Freek van Eijk: “If this goes well, we would like to organise a similar event with our southern neighbours by the end of this year. We will make sure that we focus on the national area, but also on where the dynamics are, i.e. the Ruhr area and the Antwerp-Ghent region; regions that are in many ways close to West Brabant and Zeeland, where CBBD has built up excellent contacts in recent years through the BIG Cluster, the trilateral agenda and Smart Delta Resources, among other things. This kind of investment takes time but pays off for the major system innovations that everyone is now facing!

This article was written in cooperation with Circular Biobased Delta.

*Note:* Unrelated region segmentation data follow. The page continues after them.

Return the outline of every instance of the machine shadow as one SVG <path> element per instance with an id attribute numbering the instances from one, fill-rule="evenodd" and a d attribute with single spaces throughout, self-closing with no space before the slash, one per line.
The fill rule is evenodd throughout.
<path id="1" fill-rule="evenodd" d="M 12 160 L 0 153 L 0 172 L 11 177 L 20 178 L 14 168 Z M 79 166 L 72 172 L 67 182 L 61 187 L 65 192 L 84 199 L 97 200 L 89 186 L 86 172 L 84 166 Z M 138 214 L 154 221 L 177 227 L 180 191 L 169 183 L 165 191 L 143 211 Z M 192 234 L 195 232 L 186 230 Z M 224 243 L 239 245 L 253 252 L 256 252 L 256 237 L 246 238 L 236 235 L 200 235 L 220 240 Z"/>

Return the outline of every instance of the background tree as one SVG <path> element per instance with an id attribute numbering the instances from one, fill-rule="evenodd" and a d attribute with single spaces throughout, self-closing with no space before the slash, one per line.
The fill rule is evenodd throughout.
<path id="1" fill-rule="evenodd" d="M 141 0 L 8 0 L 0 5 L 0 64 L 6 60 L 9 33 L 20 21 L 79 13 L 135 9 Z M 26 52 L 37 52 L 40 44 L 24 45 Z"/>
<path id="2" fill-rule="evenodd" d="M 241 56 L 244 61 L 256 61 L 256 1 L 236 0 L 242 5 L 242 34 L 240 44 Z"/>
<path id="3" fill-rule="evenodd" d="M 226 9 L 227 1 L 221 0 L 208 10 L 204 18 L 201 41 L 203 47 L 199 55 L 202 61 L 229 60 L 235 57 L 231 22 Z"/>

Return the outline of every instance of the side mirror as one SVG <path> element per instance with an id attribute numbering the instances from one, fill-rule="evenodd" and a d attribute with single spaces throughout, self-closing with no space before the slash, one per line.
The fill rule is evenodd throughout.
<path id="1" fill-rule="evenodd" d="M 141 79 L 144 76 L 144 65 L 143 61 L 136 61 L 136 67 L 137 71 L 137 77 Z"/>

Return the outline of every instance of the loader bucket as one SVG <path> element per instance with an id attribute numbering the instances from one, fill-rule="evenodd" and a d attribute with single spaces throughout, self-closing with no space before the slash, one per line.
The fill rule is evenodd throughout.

Image above: Corepics VOF/Shutterstock

Chemical Recycling is an umbrella term for a number of technologies in which, by means of a chemical process, plastics are returned to the original building blocks of the material (polymers, oligomers (pyrolysis oil), monomers (e.g. styrene) and/or small molecules such as carbon monoxide and hydrogen). Often 4 different techniques are distinguished:

  • Solvolysis (dissolution, technically part of mechanical recycling)
  • Depolymerisation
  • Pyrolysis (cracking)
  • Gasification

Circular Biobased Delta was already on the front line of chemical recycling around 2015, with the establishment of the South Netherlands Pyrolysis Laboratory together with the Moerdijk Port Authority and the West-Brabant development agency Rewin. Since then, developments in the region have accelerated: Shell is investing in pyrolysis technology to provide the company’s crackers with bio-based naphtha within a few years, Neste and Ravago are planning the construction of a chemical recycling plant in Vlissingen, and the PyroCHEM project is starting up with several partners, including the Green Chemistry Campus in Bergen op Zoom.